Carroll: Surviving winter

Now begin the darkest days of the year. This phenomenon of the revolutions of the Earth has long defined one pole of the human psyche. For the next two weeks, the days shorten, the nights grow longer, and the eyes of all people lift to see what's coming.

Now is when American theaters should mount "Waiting for Godot," or "Waiting for Lefty," bringing alive the national melodrama, which could be called, "Waiting for Barack." In fact, it is appropriate to these weeks that America's election euphoria has given way to the low-key stasis of, as we say, an administration-in-waiting.

Of course, what America overwhelmingly awaits is the economy's recovery, a hope that has been magically tied to the coming presidential  inauguration.

Waiting is normally the most passive of experiences, yet in these weeks ahead of the comeback of the sun, waiting is positively exhausting. The seasonal observances - whether religious feasts, the festivals of light, the parties, or only shopping - all give expression to a fundamental longing, which in turns reveals the built-in contradiction of awareness.

On the Christian calendar, this is the time of Advent, which means coming. The genius of the sacramental imagination is to recognize in the givens of nature signals of the transcendent, and so the birth of the Lord was located at the winter solstice so that the lengthening of days could be seen as an emblem of the coming of the absent God, also known as Light of Light. But Christianity was merely lifting themes that adhere in the broad perceptions of the planet's cosmic dance.

Before God's presence can be felt, God's absence must be reckoned with, and absence is the first present of December.

"Oh come, oh come, Emmanuel," Christians sing, picking up on Isaiah's prophecy, but primordial longing for what does not yet exist is the point.

What does the season's shopping frenzy reveal, even in an economy when shopping makes little sense?

Humans are conceived with a constitutional inability to be satisfied with the present moment ("conceived," as the tradition says, "in original sin"). That in-built dissatisfaction is so efficiently appealed to by ideas of acquisition and consumption that an entire financial system has been constructed around it. The darkest days of the year, when the unconscious is most at the mercy of longing, inevitably trigger the commercial mechanism of desire. Shoppers are after not what they buy, but the pure effervescence of buying. That lightheadedness substitutes for light, but it is fleeting. Capitalism is founded on an illusion. It is not only the delayed pain of the credit card bill that comes later, but the inevitable regret when, once home, the purchase disappoints. Is it possible that the present economic crisis is a final reckoning with the lie that happiness can be purchased?

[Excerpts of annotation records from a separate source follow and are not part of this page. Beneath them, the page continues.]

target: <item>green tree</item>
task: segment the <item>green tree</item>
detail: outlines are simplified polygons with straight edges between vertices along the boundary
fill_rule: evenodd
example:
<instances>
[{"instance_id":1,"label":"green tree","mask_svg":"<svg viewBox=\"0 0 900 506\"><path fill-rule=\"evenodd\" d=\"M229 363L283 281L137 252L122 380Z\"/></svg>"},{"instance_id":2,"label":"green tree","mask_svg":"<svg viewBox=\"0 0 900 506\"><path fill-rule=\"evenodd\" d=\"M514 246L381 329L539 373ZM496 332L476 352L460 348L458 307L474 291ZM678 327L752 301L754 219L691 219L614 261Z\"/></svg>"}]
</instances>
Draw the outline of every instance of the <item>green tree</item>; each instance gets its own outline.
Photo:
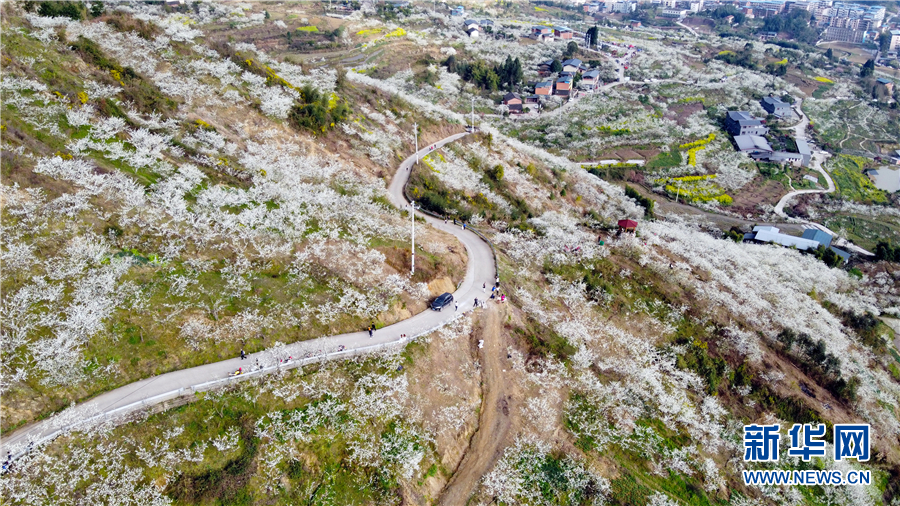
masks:
<instances>
[{"instance_id":1,"label":"green tree","mask_svg":"<svg viewBox=\"0 0 900 506\"><path fill-rule=\"evenodd\" d=\"M41 2L38 14L48 18L84 19L81 4L77 2Z\"/></svg>"},{"instance_id":2,"label":"green tree","mask_svg":"<svg viewBox=\"0 0 900 506\"><path fill-rule=\"evenodd\" d=\"M447 67L447 72L456 73L456 57L452 54L444 60L444 66Z\"/></svg>"},{"instance_id":3,"label":"green tree","mask_svg":"<svg viewBox=\"0 0 900 506\"><path fill-rule=\"evenodd\" d=\"M499 183L503 180L503 166L499 164L495 165L493 169L487 171L487 175L489 178Z\"/></svg>"},{"instance_id":4,"label":"green tree","mask_svg":"<svg viewBox=\"0 0 900 506\"><path fill-rule=\"evenodd\" d=\"M500 88L500 76L493 70L488 70L485 74L484 87L491 91L497 91Z\"/></svg>"},{"instance_id":5,"label":"green tree","mask_svg":"<svg viewBox=\"0 0 900 506\"><path fill-rule=\"evenodd\" d=\"M878 50L882 53L886 53L891 50L890 33L881 34L878 36Z\"/></svg>"}]
</instances>

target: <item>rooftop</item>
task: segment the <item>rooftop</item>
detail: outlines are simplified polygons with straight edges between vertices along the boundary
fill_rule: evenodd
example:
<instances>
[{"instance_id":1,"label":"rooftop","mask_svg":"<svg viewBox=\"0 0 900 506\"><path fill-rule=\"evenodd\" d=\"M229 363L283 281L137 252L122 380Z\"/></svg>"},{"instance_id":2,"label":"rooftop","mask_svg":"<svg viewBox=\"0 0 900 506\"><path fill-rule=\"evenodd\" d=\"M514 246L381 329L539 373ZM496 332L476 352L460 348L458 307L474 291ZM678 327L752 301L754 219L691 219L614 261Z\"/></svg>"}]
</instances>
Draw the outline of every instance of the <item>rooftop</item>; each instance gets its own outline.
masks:
<instances>
[{"instance_id":1,"label":"rooftop","mask_svg":"<svg viewBox=\"0 0 900 506\"><path fill-rule=\"evenodd\" d=\"M804 239L794 235L782 234L776 227L753 227L753 232L744 236L745 240L757 240L760 242L774 242L787 247L795 247L799 250L818 249L818 241Z\"/></svg>"},{"instance_id":2,"label":"rooftop","mask_svg":"<svg viewBox=\"0 0 900 506\"><path fill-rule=\"evenodd\" d=\"M760 151L772 151L769 141L758 135L736 135L734 142L741 151L745 149L756 149Z\"/></svg>"},{"instance_id":3,"label":"rooftop","mask_svg":"<svg viewBox=\"0 0 900 506\"><path fill-rule=\"evenodd\" d=\"M790 106L790 104L781 100L778 97L763 97L763 102L765 102L767 104L772 104L775 107L789 107Z\"/></svg>"},{"instance_id":4,"label":"rooftop","mask_svg":"<svg viewBox=\"0 0 900 506\"><path fill-rule=\"evenodd\" d=\"M831 246L832 236L828 232L824 232L817 228L808 228L803 231L803 238L816 241L826 248Z\"/></svg>"}]
</instances>

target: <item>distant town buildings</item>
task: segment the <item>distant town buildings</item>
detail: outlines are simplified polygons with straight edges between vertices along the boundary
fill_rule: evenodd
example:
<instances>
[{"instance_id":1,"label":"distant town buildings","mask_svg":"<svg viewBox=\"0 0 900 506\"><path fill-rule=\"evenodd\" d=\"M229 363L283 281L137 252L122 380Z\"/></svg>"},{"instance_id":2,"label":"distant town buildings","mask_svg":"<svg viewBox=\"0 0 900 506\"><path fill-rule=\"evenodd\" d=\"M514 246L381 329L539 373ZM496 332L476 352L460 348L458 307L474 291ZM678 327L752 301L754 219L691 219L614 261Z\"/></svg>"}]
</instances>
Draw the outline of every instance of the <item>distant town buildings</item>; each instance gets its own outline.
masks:
<instances>
[{"instance_id":1,"label":"distant town buildings","mask_svg":"<svg viewBox=\"0 0 900 506\"><path fill-rule=\"evenodd\" d=\"M884 22L885 8L881 5L844 2L816 2L810 10L817 26L825 28L825 40L861 44L877 35Z\"/></svg>"}]
</instances>

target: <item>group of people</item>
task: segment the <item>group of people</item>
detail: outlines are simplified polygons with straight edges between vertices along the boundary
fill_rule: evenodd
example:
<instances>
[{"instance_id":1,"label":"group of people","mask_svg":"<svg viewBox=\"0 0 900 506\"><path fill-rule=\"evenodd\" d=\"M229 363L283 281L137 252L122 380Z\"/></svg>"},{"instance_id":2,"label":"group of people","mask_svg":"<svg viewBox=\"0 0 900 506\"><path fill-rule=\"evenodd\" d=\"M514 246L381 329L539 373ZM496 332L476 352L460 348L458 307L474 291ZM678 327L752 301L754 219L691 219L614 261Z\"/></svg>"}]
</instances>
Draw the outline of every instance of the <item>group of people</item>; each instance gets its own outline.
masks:
<instances>
[{"instance_id":1,"label":"group of people","mask_svg":"<svg viewBox=\"0 0 900 506\"><path fill-rule=\"evenodd\" d=\"M481 285L481 292L487 293L487 283L483 283ZM497 276L497 279L494 280L493 286L491 286L491 300L497 299L499 302L506 302L506 294L500 291L500 276ZM478 299L475 299L475 307L478 306ZM484 307L484 303L482 302L481 307Z\"/></svg>"}]
</instances>

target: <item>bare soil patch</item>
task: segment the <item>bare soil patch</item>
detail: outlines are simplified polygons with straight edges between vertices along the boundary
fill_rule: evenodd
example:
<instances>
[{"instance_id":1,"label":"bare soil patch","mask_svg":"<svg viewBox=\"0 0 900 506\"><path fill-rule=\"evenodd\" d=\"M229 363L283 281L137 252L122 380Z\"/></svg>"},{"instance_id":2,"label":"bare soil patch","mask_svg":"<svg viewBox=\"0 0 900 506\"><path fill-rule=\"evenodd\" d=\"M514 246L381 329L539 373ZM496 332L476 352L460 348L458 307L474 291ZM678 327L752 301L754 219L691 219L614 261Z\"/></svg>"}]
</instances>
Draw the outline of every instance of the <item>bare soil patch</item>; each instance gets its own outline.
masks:
<instances>
[{"instance_id":1,"label":"bare soil patch","mask_svg":"<svg viewBox=\"0 0 900 506\"><path fill-rule=\"evenodd\" d=\"M518 398L511 391L504 374L506 352L502 336L507 306L489 304L482 330L484 348L478 350L482 369L481 413L478 429L472 436L465 457L460 462L438 504L465 505L484 476L500 458L511 435L518 410Z\"/></svg>"}]
</instances>

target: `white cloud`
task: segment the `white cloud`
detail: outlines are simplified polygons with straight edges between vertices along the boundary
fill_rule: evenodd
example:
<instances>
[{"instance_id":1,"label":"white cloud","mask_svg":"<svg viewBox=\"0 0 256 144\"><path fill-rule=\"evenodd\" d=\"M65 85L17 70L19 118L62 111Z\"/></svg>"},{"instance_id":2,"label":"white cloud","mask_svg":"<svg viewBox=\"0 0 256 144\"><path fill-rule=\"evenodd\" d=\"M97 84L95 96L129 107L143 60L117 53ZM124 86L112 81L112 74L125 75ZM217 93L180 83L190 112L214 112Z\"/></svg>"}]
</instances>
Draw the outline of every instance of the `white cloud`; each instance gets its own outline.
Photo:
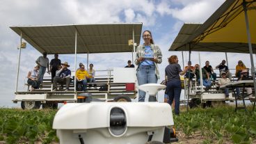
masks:
<instances>
[{"instance_id":1,"label":"white cloud","mask_svg":"<svg viewBox=\"0 0 256 144\"><path fill-rule=\"evenodd\" d=\"M184 22L204 22L224 2L224 0L181 1L184 7L171 10L173 17Z\"/></svg>"},{"instance_id":2,"label":"white cloud","mask_svg":"<svg viewBox=\"0 0 256 144\"><path fill-rule=\"evenodd\" d=\"M134 11L131 8L125 10L125 22L133 22L135 17Z\"/></svg>"}]
</instances>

Curious, isn't it, that depression is the word for both economic collapse and nervous breakdown. Of the latter, they say that depression is a three-part disease: Thanksgiving, Christmas, and New Year's. Our bad luck this year is that the economic and emotional letdowns have arrived together, perfectly timed for an epidemic of the solstice blues, which are sometimes diagnosed as seasonal affective disorder. Poignantly known as SAD, that condition is directly tied to the absence of light, and the provision of light is its treatment. But perhaps darkness is less the source of our anguish than the medium in which it is most painfully felt.

Memory and expectation define the days of December - nostalgia for holidays of yore, the letter to Santa - because the past and the future are the unpolluted zones of consciousness. The present is always less than we imagine it could be, and that aspect of awareness most profoundly shapes the human condition.

I began by saying that darkness defines one pole of the psyche. Darkness is not its axis: there is something else. The double-mindedness that insists in the time of long nights that long days are surely coming back is itself the antidote. Humans cannot have the experience that something is missing without supplying it through an unwilled act of imagination. That is why, finally, longing and desire weigh so much more than nostalgia and regret. To want, in the true economy, is already to have. What we know of the light, we learn in the dark.